‘Rite Idea: A Stricter Tardy Policy Causes Concern Among Students

The high school’s updated tardy policy, which can lead to both after school detentions and in-school suspensions, is flawed from the students’ perspective.

Alexandra Harris

A second floor hallway of Shaker Heights High School right after the second bell on Friday, Aug. 28, 2015, the first day the new tardy policy was implemented.

What was once a trainwreck is now a ghost town. But the real question is, will there be an influx of stragglers returning soon?

With the district’s increasing emphasis on efficiency, the new tardy policy seems counterproductive.

The policy states that classroom doors will be locked after the second bell rings. If a student shows up late, they will need to go to one of two tardy slip offices, located on the first and second floor, and receive a green pass. With this green pass, students have five minutes to return to class before being marked unexcused. Students who have an excused tardy will be issued a pink pass to differentiate from those who are unexcused. After five green slips, students are required to attend an extended study detention after school, and after 10, students will receive an in-school suspension.

We understand that the administration feels obligated to herd wandering students into their respective classrooms, but there are some glaring flaws in the plan.

Most concerningly, it’s bound to chase its own tail. Students only a minute or two late waste precious learning time locating the pass station, receiving their printout passes and hiking back to class. What could have been a brief absence becomes a much larger disruption; the late student has missed more instruction, and his later arrival distracts classmates who are deeper into the day’s lesson or activity.

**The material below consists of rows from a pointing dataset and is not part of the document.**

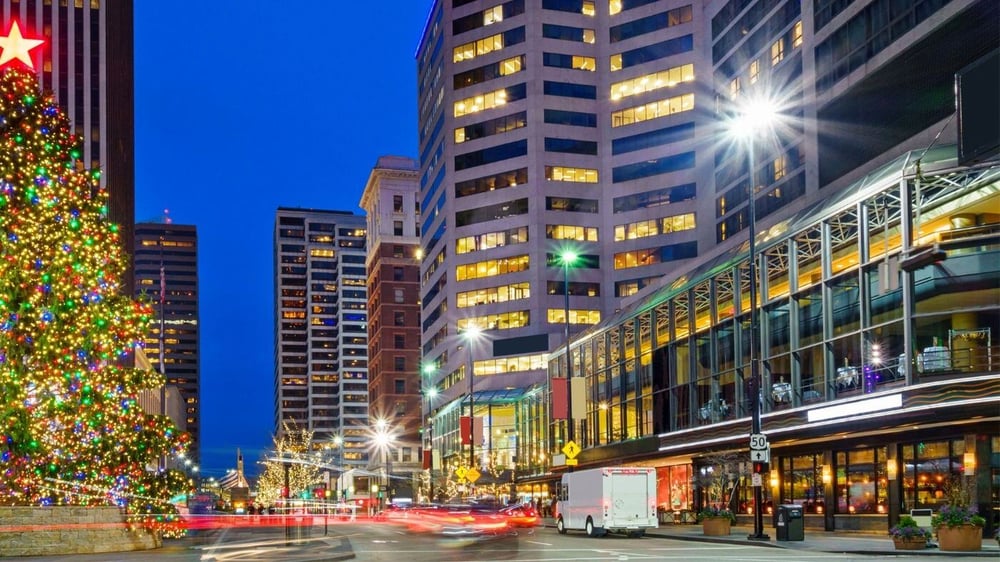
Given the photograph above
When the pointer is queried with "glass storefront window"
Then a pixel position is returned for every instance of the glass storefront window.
(802, 482)
(808, 253)
(861, 485)
(775, 265)
(928, 467)
(673, 488)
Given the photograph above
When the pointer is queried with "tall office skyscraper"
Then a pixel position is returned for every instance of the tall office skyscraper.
(599, 126)
(394, 389)
(547, 127)
(88, 64)
(321, 328)
(166, 272)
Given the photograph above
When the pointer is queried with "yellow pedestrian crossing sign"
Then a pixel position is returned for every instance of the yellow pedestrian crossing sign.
(571, 449)
(472, 475)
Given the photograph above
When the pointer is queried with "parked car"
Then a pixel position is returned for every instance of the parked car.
(522, 515)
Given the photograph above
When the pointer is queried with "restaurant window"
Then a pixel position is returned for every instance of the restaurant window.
(802, 483)
(927, 469)
(673, 488)
(862, 484)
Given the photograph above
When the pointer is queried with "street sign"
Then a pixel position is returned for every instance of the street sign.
(472, 475)
(571, 449)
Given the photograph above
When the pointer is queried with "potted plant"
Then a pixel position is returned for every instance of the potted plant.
(959, 528)
(957, 524)
(907, 535)
(716, 521)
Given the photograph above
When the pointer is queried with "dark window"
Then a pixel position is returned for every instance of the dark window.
(569, 90)
(650, 139)
(475, 20)
(653, 167)
(483, 74)
(492, 212)
(629, 4)
(563, 32)
(490, 155)
(657, 51)
(650, 24)
(492, 127)
(490, 183)
(575, 118)
(570, 146)
(571, 204)
(563, 5)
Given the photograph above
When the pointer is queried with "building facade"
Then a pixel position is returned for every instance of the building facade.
(394, 385)
(608, 125)
(877, 385)
(321, 330)
(166, 273)
(530, 147)
(88, 63)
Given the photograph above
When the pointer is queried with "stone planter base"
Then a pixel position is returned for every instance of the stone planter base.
(716, 526)
(964, 538)
(910, 544)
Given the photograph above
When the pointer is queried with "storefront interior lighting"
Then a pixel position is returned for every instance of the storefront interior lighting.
(969, 463)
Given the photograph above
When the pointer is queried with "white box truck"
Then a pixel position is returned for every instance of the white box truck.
(617, 499)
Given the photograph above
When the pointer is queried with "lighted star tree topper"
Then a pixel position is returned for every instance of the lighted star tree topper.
(71, 429)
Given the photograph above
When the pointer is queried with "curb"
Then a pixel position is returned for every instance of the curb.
(803, 546)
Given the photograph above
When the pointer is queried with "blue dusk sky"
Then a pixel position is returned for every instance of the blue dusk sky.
(244, 106)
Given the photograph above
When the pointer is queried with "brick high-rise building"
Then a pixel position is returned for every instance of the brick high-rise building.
(394, 386)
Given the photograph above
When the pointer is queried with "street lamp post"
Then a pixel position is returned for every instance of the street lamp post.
(471, 334)
(338, 442)
(754, 117)
(382, 440)
(430, 393)
(568, 258)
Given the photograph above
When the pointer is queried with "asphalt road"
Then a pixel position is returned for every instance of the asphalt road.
(379, 542)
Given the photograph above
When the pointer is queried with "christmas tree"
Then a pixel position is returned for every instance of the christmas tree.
(71, 429)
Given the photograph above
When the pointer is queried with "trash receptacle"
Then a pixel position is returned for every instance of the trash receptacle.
(790, 523)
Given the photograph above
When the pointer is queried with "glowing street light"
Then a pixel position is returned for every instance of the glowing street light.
(471, 334)
(568, 259)
(754, 116)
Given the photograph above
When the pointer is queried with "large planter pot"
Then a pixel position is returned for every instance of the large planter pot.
(960, 538)
(911, 543)
(716, 526)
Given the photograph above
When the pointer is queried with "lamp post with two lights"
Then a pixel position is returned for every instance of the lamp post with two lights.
(752, 118)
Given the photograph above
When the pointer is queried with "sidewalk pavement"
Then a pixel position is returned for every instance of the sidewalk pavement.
(843, 542)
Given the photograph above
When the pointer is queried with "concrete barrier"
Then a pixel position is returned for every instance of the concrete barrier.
(35, 531)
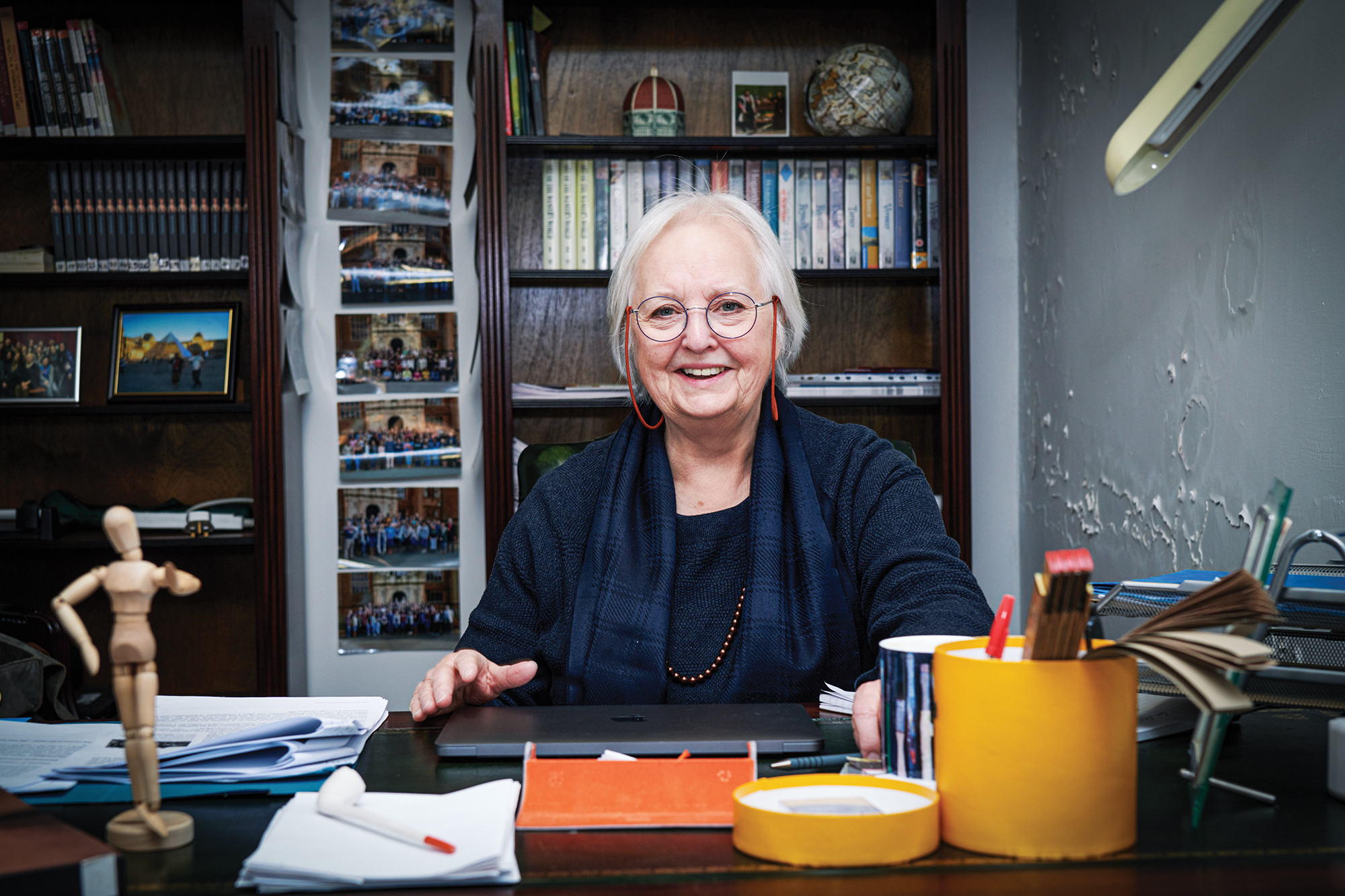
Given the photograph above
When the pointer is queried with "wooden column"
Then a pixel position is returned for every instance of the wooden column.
(264, 271)
(952, 75)
(492, 77)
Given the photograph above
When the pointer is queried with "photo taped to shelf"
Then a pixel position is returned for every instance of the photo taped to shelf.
(393, 25)
(389, 99)
(397, 354)
(399, 440)
(391, 528)
(761, 104)
(174, 352)
(396, 263)
(40, 365)
(397, 610)
(391, 182)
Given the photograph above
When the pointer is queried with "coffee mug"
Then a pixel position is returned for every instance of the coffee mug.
(906, 669)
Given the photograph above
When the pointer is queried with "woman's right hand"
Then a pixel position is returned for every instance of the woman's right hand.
(466, 677)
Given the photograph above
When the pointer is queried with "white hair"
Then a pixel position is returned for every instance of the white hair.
(774, 270)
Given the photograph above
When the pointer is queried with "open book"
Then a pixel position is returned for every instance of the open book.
(1198, 661)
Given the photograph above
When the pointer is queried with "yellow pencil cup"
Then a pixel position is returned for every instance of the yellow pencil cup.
(1036, 759)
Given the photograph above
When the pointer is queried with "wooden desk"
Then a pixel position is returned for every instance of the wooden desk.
(1242, 846)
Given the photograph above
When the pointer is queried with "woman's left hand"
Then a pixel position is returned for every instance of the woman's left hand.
(866, 720)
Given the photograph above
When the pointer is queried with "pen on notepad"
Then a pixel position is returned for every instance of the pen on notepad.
(829, 760)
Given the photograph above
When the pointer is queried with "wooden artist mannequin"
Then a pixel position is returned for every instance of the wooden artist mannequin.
(131, 584)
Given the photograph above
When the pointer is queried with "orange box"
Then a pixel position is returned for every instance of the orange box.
(649, 792)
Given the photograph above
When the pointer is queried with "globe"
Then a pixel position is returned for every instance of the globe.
(857, 92)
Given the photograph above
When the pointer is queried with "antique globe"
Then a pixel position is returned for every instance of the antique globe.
(857, 92)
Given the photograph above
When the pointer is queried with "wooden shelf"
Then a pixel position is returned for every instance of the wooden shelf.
(532, 278)
(104, 411)
(720, 147)
(111, 149)
(127, 279)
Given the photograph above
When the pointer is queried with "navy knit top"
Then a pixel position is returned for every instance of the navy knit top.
(891, 546)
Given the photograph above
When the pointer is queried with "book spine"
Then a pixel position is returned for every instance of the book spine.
(739, 178)
(535, 80)
(602, 227)
(753, 182)
(584, 210)
(75, 88)
(870, 214)
(919, 249)
(785, 208)
(100, 213)
(634, 196)
(933, 212)
(853, 259)
(720, 175)
(45, 97)
(194, 216)
(887, 209)
(59, 232)
(771, 194)
(685, 175)
(30, 80)
(902, 213)
(668, 178)
(513, 123)
(551, 214)
(60, 92)
(652, 185)
(703, 175)
(215, 217)
(570, 239)
(14, 69)
(91, 217)
(119, 184)
(85, 77)
(821, 216)
(617, 214)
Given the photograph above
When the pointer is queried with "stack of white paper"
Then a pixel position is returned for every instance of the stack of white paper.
(837, 700)
(306, 850)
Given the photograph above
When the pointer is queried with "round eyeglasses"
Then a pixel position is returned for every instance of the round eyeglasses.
(731, 315)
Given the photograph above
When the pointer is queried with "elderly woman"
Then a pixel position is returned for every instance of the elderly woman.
(723, 545)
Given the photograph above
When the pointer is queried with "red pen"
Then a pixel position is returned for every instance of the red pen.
(1000, 631)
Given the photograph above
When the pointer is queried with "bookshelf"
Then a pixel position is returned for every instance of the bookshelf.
(198, 84)
(548, 326)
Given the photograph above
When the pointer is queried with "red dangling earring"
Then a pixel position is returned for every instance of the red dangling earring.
(630, 385)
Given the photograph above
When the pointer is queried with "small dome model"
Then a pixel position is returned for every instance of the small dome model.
(859, 92)
(654, 108)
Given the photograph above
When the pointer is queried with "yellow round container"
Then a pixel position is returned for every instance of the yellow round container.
(836, 841)
(1036, 759)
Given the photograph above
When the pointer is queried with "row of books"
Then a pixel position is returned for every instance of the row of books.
(151, 217)
(60, 83)
(525, 112)
(828, 214)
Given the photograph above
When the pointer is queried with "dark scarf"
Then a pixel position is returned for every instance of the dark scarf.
(798, 624)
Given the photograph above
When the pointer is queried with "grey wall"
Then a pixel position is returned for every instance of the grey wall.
(1180, 346)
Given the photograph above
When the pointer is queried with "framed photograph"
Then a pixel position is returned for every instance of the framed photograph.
(391, 354)
(389, 528)
(397, 610)
(40, 365)
(391, 182)
(186, 353)
(399, 440)
(396, 264)
(761, 104)
(424, 26)
(384, 99)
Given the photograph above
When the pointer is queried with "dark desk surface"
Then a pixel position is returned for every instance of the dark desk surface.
(1243, 846)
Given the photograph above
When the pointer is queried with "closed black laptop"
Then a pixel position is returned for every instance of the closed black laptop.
(724, 729)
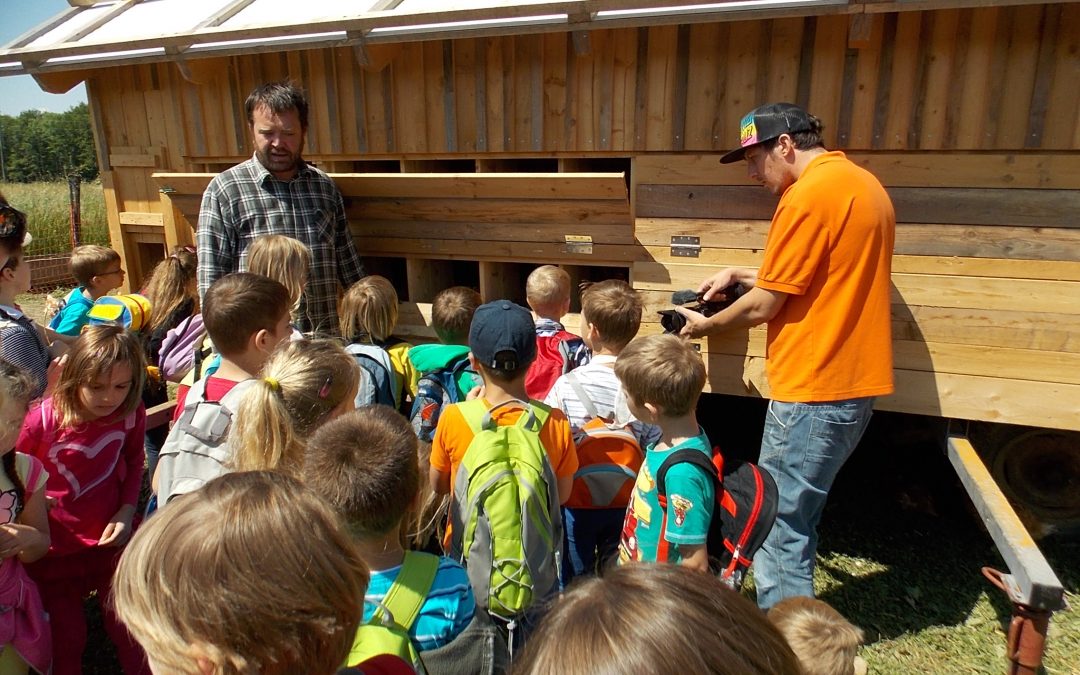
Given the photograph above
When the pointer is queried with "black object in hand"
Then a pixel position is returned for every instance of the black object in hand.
(673, 322)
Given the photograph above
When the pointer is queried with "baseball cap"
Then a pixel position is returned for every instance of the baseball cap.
(768, 122)
(502, 335)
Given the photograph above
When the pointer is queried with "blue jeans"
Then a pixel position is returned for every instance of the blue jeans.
(589, 532)
(804, 447)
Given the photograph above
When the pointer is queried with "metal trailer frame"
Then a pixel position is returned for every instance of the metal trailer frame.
(1030, 584)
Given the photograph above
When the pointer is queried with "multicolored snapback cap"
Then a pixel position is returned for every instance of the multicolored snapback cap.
(766, 123)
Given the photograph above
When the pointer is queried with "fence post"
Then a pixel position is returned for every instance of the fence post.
(75, 194)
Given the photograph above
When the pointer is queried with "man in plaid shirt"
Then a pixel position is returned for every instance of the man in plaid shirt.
(277, 192)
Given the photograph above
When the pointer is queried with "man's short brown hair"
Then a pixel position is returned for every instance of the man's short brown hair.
(91, 260)
(240, 305)
(451, 313)
(364, 463)
(664, 370)
(615, 309)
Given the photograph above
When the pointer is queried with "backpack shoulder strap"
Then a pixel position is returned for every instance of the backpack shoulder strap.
(474, 414)
(409, 590)
(591, 410)
(686, 456)
(231, 397)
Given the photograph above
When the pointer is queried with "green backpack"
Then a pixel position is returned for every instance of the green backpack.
(505, 520)
(387, 632)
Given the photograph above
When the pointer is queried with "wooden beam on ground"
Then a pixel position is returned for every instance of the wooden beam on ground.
(1036, 583)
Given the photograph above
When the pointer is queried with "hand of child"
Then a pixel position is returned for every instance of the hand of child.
(15, 538)
(119, 529)
(53, 375)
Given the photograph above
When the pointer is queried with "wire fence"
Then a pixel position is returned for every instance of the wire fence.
(57, 225)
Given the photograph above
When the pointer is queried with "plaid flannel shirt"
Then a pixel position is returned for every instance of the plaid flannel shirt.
(246, 201)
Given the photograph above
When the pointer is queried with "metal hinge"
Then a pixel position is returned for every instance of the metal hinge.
(686, 246)
(578, 243)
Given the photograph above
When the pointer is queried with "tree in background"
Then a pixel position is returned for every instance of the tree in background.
(48, 146)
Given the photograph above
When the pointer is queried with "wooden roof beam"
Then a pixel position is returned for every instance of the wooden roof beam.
(224, 14)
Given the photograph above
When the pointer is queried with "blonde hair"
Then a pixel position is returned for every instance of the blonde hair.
(824, 642)
(664, 370)
(172, 283)
(369, 310)
(91, 260)
(548, 287)
(658, 619)
(283, 259)
(451, 313)
(94, 354)
(302, 382)
(615, 309)
(251, 572)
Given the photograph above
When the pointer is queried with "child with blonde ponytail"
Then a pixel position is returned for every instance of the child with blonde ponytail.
(304, 385)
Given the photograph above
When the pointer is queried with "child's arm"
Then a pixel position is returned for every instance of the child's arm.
(119, 528)
(28, 537)
(694, 556)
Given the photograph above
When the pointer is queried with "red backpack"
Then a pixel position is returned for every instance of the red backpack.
(609, 457)
(745, 509)
(554, 358)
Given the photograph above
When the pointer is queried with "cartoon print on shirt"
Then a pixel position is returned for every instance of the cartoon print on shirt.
(8, 507)
(682, 505)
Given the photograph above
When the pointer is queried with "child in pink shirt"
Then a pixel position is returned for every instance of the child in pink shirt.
(24, 535)
(89, 435)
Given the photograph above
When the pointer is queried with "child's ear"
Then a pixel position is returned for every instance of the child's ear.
(653, 409)
(262, 341)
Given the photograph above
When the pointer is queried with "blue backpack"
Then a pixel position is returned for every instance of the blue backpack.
(378, 382)
(434, 392)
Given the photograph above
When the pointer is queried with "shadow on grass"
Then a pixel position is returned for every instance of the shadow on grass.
(901, 547)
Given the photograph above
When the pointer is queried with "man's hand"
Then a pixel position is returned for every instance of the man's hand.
(697, 324)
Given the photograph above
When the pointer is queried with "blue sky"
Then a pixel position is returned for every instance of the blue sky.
(19, 93)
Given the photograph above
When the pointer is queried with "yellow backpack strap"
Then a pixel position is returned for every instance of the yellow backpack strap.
(409, 590)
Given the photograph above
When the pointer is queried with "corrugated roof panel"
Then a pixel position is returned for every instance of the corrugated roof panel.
(409, 7)
(156, 17)
(71, 26)
(296, 13)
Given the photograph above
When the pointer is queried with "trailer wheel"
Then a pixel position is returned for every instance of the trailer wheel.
(1038, 470)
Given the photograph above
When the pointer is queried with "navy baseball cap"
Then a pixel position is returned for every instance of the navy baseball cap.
(768, 122)
(502, 336)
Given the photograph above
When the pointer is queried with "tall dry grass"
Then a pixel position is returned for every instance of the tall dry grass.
(46, 207)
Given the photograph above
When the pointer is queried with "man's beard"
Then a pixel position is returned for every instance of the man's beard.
(278, 162)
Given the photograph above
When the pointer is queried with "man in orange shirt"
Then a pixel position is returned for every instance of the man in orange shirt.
(823, 289)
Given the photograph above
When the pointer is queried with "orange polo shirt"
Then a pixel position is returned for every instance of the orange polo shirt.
(829, 247)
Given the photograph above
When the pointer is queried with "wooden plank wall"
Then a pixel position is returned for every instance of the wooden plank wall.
(986, 278)
(430, 231)
(971, 117)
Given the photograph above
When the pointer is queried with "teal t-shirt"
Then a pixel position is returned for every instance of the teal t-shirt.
(690, 498)
(72, 318)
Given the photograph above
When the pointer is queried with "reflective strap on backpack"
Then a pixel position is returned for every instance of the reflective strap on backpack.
(409, 590)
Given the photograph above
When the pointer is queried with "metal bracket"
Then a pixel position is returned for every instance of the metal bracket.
(686, 246)
(578, 243)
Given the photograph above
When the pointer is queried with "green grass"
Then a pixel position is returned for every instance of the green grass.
(46, 206)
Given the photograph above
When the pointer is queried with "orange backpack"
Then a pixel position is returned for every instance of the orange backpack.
(609, 457)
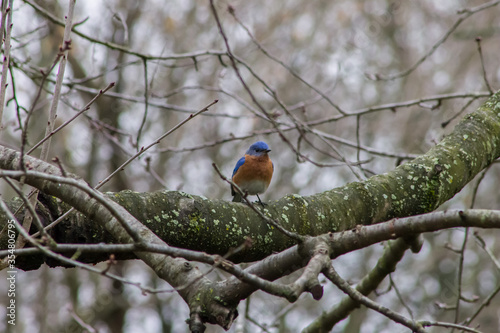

Although Shaker students are admittedly notorious for wasting their four minutes between classes, there are reasons aside from hallway dawdling why a student might be late to class. The hallways are chaotic — especially the central hallways that adjoin the cafeteria and main office — after lunch periods. Hundreds of frantic students rushing to their classrooms slow the pedestrian flow to a halt. An average weekday is like a schoolwide boxing match as students dodge and dip to avoid a backpack or elbow to the face. A quick binder change at a locker or a stop by the bathroom may no longer be a possibility for students if they cannot guarantee they will reach their classes before the bell.

Although this new policy may solve Shaker’s staggering tardy rates — 100,000 tardies were reported in each of the last two years, and that number most certainly reflects underreporting —  it creates a different problem. Rather than latecomers clearing the halls a minute or two after the bell, they now must travel around the school in search of their green tickets, potentially causing more commotion in the hallways during class time than before.

Additionally, the system may deter students from showing up to class at all. When the consequences for tardiness appear worse than those for skipping a class, or the effort to travel to the pass station and back to class seems too great, some may not bother to show up when running late. The tardiness rate may drop, but the absences will start to pile up.

It is not uncommon for new high school policies to fall flat within the first few weeks of the school year. With a limited number of security guards and administrators patrolling the halls compared to the number of students swarming about after the bell, there is skepticism that the policy can be fully enforced, especially after the initial fear has died out.

The larger issue here is that the administration is not doing anything about why students are late and simply jumped to implementing punishment. The school should at the very least allow students a week of leeway to adjust to their new schedule and find appropriate routes. It would reduce congestion in the hallways and, we hope, tardiness.

If the rules of the road were applied to hallways and everyone walked to the right, students could avoid being bruised by flailing backpacks and panicked limbs pushing their way to class. Teachers could show their students alternative routes to classes, including the less populous, unmarked stairwells.   

Rather than punishing tardiness, the school must study the root of the problem if they want to see any real change.